Machine: three virtual machines, 4 core, memory 10 g (installed cdh5.3.3, installation is memory of 4 g, then enlarge to 10 g)
Question:
(1) for local deployment model, the three assignments can run normally, can receive kafka, and processing,
/usr/lib/spark - 1.3.1 - bin - hadoop2.4/bin/spark - submit - class com. - jars XXX XXX. The jar - master the local [2], the conf spark.
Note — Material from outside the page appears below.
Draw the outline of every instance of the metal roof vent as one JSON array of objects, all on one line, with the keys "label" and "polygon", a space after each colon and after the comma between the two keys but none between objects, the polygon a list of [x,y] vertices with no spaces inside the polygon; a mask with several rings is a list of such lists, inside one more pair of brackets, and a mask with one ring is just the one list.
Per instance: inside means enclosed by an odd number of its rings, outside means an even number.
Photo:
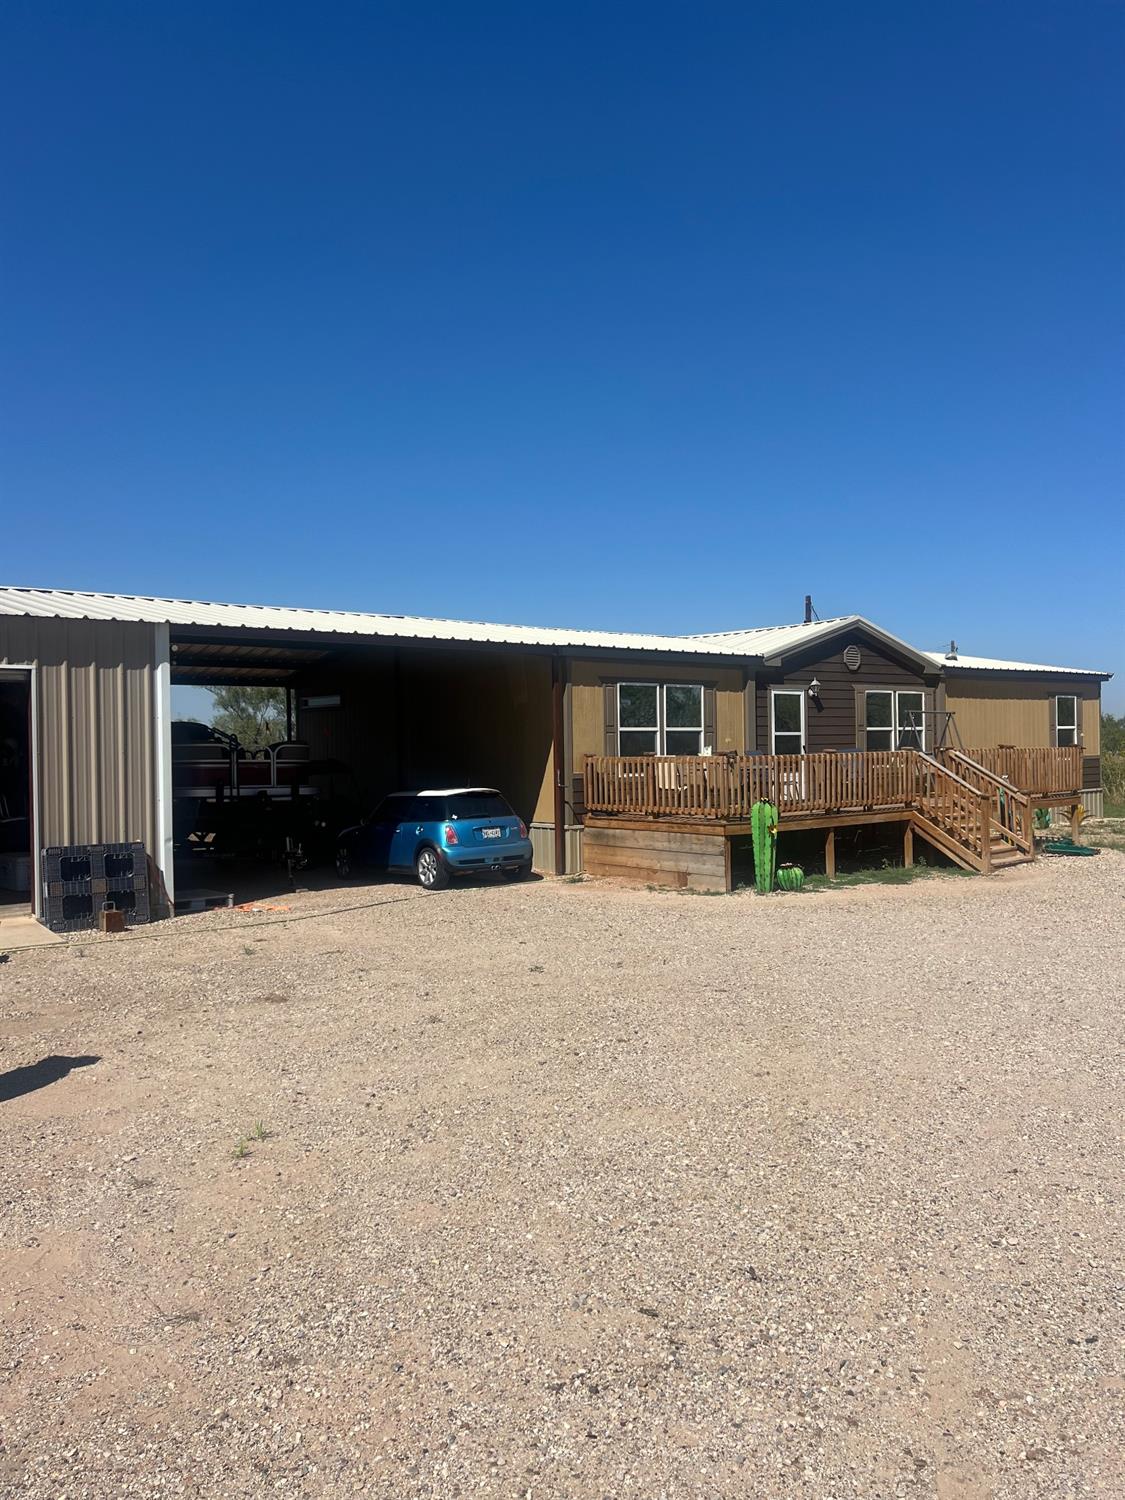
[{"label": "metal roof vent", "polygon": [[946,659],[946,661],[956,661],[957,660],[957,642],[956,641],[950,641],[950,643],[949,643],[949,650],[945,653],[945,659]]},{"label": "metal roof vent", "polygon": [[844,666],[849,672],[858,672],[863,663],[858,646],[849,646],[844,652]]}]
The UI. The port=4042 - executor - memory 768 m yyy jar
(all three assignments by the above command run on three machines respectively)
(2) for standalone deployment model, a receiving data, can be used for production and success to kafka, but no processing data assignments and homework c b , assignments and homework c b have received kafka message unknown
/usr/lib/spark - 1.3.1 - bin - hadoop2.4/bin/spark - submit - class com. - jars XXX XXX. The jar - master spark://hdp5:7077 - the conf spark. The UI. The port=4042 - executor - memory 1 g - total - executor - cores 3 yyy. Jar
(all three assignments by the above command run on three machines respectively)
Check the hdp5:8080
Standalone resources lead to enough or not, I feel as an input dstream will occupy a nuclear, but the feeling of auditing is enough ah,
, three (3) the deployment model for yarn - cluster operations through the spark - submit after the run, only a job is running state, the other two have been accepted?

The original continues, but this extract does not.